A humorous bobblehead toy doll of Pope Francis on sale in a store in Liffey Street Dublin. Photograph: Bryan O’Brien/The Irish Times
A humorous bobblehead toy doll of Pope Francis on sale in a store in Liffey Street Dublin. Photograph: Bryan O’Brien/The Irish Times

She expressed the view that with prices starting at just €1 for a Pope pen, the products available were “very reasonably priced”.

She said the store has seen an increase in trade across the board in recent weeks and while it stopped a long way short of Popemania, people of all ages had been coming through the doors to buy Papal paraphernalia. “We have a quite mix of customers in store so there is no particular age group, we get quite a lot of young people,” she said.

The 2016 Papal Encyclical Amoris Laetitia (The Joy of Love) is by far the biggest seller Veritas has, with sales of more than 30,000 since it was first published, she said.

The store has also printed special paper shopping bags emblazoned with the Pope’s face and they are being given to all shoppers irrespective of what products they buy.

Not far away in the SillyShop on Liffey Street, a place more accustomed to selling naughty nun costumes and slime balls, there were bobblehead Popes for sale. “They are €5 each,” said store manager Marcos Campos. “It is very popular and it is going to get more popular.”

Not to miss a trick, Dunnes Stores has also been selling a range of Pope Francis T-shirts for men, women and children for €8 a pop.

There are three colours, white yellow and green.
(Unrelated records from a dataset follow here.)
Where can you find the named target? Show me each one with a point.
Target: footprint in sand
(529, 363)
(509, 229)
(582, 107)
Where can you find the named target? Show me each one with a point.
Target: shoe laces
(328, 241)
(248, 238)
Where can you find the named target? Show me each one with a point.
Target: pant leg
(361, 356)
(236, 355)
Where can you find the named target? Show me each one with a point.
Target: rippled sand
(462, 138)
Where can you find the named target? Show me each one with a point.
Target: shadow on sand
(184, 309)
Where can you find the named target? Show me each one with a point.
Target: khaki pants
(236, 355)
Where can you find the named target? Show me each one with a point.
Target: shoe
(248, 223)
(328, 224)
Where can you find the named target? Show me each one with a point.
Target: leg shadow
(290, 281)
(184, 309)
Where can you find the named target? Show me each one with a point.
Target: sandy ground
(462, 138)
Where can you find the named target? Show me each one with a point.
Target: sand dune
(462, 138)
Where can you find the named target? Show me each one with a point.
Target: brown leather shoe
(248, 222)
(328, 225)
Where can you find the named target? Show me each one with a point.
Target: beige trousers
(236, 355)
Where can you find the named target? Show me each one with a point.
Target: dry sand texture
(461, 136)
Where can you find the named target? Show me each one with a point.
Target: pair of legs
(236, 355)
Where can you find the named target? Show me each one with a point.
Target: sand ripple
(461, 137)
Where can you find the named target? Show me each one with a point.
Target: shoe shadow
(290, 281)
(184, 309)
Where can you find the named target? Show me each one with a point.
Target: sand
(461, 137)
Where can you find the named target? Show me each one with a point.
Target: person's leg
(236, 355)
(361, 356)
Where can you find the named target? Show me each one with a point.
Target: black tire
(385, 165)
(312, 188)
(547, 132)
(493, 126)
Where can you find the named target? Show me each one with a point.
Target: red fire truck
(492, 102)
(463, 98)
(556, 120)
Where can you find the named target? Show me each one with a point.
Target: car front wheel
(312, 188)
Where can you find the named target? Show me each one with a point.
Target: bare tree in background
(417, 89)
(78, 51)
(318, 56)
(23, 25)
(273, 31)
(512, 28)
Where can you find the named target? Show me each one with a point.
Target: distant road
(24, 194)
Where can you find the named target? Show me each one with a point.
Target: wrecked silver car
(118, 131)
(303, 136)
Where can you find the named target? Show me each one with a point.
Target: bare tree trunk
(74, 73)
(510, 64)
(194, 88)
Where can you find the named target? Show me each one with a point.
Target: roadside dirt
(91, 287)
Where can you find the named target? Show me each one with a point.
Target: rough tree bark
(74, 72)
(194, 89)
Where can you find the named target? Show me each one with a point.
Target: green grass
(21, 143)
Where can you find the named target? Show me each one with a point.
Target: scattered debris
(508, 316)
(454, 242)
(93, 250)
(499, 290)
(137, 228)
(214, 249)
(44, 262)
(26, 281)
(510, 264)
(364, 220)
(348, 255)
The white and the green t-shirts simply welcome Pope Francis to Ireland and carry either a Celtic cross or the Vatican’s crest. But by far the most popular is the yellow t-shirt with a picture of the Pope’s face on it.

“We have sold out of the yellow ones three times already,” a Dunnes Stores employee told The Irish Times. “We can’t keep them on the shelves.”

In the Westbury Mall Frank O’Dea is selling Ray Sherlock-drawn prints of an Irish dancing Pope Francis drinking a pint of Guinness and waving a bunch of shamrock over his head. They cost €20 each and the gallery owner said he was “hoping they’re going to sell like hot Cross buns”.

Along with the drawing there is a poem. It is not long.

“If only I were Irish

I might be a better Pope

I’d bubble bath in beer and stout

And fill my soul with hope

I pray for all the paddies

And all the biddies too.

And hope the Lord may grant me

An audience with U2.

Mr O’Dea said the drawn Pope was “Michael Flatley from the waist down and Francis from the waist up” and he played down fears that people might be offended by the print.

“I think most people will see the humour in it,” he said. “I don’t see it as anything offensive. It is light-hearted and I think the Pope himself has a good sense of humour.” As an added incentive, O’Dea has a range of bobblehead Popes to give away.

“If we run out we hope we’ll be able to do a loaves and a fishes and get our hands on more,” he said.

One thing that appears hard to have sold out already are the LolliPopes that appeared in the city at the beginning of July. There were none to be found as the month came to an end.